Another approach once resistance has developed is the addition of an mTOR inhibitor endocrine therapy. TOR regulates metabolism in times of plenty and not, explained Gradishar, which is why it’s so prevalent in mammals.
The phase III BOLERO-2 study was instrumental in the FDA approval of the mTOR inhibitor everolimus in combination with exemestane for patients with postmenopausal advanced breast cancer following resistance to a non-steroidal aromatase inhibitor. Blocking mTOR with everolimus improved progression-free survival by 55% compared with exemestane alone; however, survival was not significantly improved.
Studies are now assessing the addition of an mTOR inhibitor in the frontline setting. The phase III SWOG S1222 trial is looking at fulvestrant with or without everolimus or exemestane with or without everolimus for untreated patients with ER-positive metastatic breast cancer.

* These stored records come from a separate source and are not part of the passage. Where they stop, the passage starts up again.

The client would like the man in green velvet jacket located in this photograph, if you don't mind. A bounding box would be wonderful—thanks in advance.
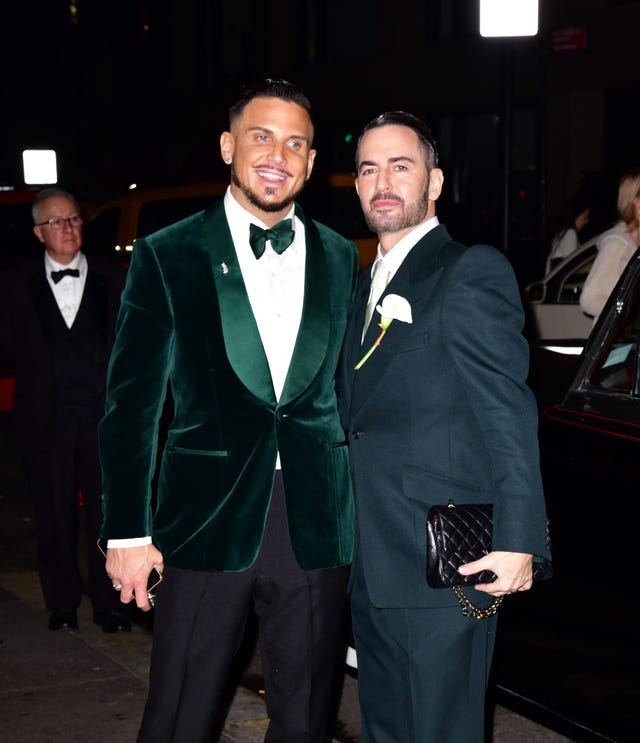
[100,80,358,743]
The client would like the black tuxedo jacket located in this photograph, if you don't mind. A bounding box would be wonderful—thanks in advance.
[340,225,550,607]
[0,253,125,447]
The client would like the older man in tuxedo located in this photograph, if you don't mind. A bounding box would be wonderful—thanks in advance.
[0,188,131,632]
[340,112,548,743]
[100,80,358,743]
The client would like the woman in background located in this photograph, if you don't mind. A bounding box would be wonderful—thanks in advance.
[580,168,640,323]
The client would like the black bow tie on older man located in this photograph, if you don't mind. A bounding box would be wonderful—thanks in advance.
[249,219,294,258]
[51,268,80,284]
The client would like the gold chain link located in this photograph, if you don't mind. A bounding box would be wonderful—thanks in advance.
[451,586,504,619]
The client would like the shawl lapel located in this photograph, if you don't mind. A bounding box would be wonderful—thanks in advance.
[280,204,331,405]
[204,199,276,404]
[348,225,451,416]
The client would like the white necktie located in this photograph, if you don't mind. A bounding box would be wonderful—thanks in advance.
[362,259,391,341]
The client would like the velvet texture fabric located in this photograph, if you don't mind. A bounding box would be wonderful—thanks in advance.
[340,225,550,608]
[100,200,358,571]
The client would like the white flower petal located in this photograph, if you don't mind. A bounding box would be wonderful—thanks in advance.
[376,294,413,323]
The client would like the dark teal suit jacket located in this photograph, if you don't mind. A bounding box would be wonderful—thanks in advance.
[100,200,358,571]
[340,225,549,607]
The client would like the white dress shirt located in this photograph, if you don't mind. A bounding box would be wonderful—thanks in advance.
[44,251,87,328]
[107,189,306,548]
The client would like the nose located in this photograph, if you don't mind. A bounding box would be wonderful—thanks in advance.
[269,139,287,163]
[376,168,391,191]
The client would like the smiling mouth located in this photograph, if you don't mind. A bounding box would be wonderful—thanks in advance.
[369,193,402,209]
[255,168,290,185]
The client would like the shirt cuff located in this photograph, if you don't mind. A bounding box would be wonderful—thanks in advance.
[107,537,152,549]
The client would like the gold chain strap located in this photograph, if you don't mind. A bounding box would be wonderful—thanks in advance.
[451,586,504,619]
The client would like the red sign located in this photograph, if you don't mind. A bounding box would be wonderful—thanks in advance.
[551,26,589,52]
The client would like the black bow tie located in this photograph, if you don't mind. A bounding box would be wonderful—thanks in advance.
[249,219,294,258]
[51,268,80,284]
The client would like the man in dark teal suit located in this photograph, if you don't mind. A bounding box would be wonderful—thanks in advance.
[339,112,549,743]
[100,80,358,743]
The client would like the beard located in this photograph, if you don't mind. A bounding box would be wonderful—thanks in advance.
[364,184,429,235]
[231,165,304,212]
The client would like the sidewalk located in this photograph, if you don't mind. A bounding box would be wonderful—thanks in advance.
[0,417,568,743]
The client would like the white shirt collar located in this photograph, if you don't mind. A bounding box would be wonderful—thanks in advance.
[44,250,87,276]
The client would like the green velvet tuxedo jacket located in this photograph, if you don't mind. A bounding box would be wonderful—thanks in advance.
[100,199,358,571]
[340,225,550,608]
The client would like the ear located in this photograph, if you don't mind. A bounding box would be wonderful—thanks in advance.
[428,168,444,201]
[304,150,316,181]
[220,132,235,164]
[33,227,44,243]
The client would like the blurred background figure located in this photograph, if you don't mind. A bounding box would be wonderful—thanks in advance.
[544,189,593,276]
[0,188,131,632]
[580,168,640,323]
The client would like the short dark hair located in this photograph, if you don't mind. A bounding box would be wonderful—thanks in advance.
[31,186,80,224]
[229,78,313,126]
[356,111,438,170]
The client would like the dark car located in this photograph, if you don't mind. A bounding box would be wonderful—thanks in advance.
[494,251,640,743]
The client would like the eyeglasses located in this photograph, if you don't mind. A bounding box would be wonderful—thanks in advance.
[36,214,82,232]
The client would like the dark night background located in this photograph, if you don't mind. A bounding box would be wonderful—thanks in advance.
[0,0,640,277]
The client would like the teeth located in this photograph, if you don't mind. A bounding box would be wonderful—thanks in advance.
[258,170,284,181]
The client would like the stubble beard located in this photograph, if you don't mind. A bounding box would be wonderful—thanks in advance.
[231,165,304,212]
[364,190,429,235]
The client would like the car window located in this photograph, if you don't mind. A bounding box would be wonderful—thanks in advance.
[589,282,640,393]
[82,206,120,259]
[558,255,595,304]
[136,196,214,237]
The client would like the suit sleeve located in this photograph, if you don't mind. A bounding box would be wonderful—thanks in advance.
[99,240,173,539]
[442,246,549,557]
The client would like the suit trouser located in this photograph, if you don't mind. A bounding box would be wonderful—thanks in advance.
[138,473,348,743]
[23,422,119,612]
[351,567,497,743]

Novel Combination Approaches
Several other options are also under exploration, although these have been met with mixed results. A primary reason for the lack of conclusive findings for these therapies may be the lack of a biomarker to select patients. With many new therapies, it’s difficult to define a biomarker for who would benefit, argued Gradishar. With PIK3 inhibition, for example, not many studies have been successful, he said.
As an example, the phase III FERGI study exploring fulvestrant with or without the PI3K inhibitor pictilisib was met with uncertain results. Progression-free survival was not significantly improved with the addition of pictilisib, and results were similar in those with PIK3CA-mutated and wild-type tumors.
The phase III BELLE-2 study was able to show efficacy for the combination of fulvestrant and the PI3K inhibitor buparlisib; however, it was too small a benefit to warrant a regulatory submission. In this study, the PI3K inhibitor improved progression-free survival by just 1.9 months across the full population. Furthermore, the improvement was not statistically significant in a PI3K activated group.
There was hope for a biomarker from this study, however, as patients with PIK3CA mutations in circulating tumor DNA showed a 44% reduction in progression or death with buparlisib. This finding will still need to be confirmed in other studies.
HDAC inhibitors are also of interest as a combination approach with endocrine therapy. Chief among these therapies is entinostat, which has received a breakthrough designation from the FDA in September 2011. The designation was based on significant improvements in survival experienced by patients in the phase II ENCORE 301 study, in which entinostat was administered in combination with exemestane. A phase III study is exploring entinostat and exemestane versus exemestane alone for patients with resistance to non-steroidal aromatase inhibitors, Gradishar noted.
Looking across the numerous studies of these newer targeted therapies, it is easy to say they are superior to their monotherapy counterparts, he said. “But these therapies are increasingly complex, potentially toxic, and certainly more expensive, so it’s yet to be determined."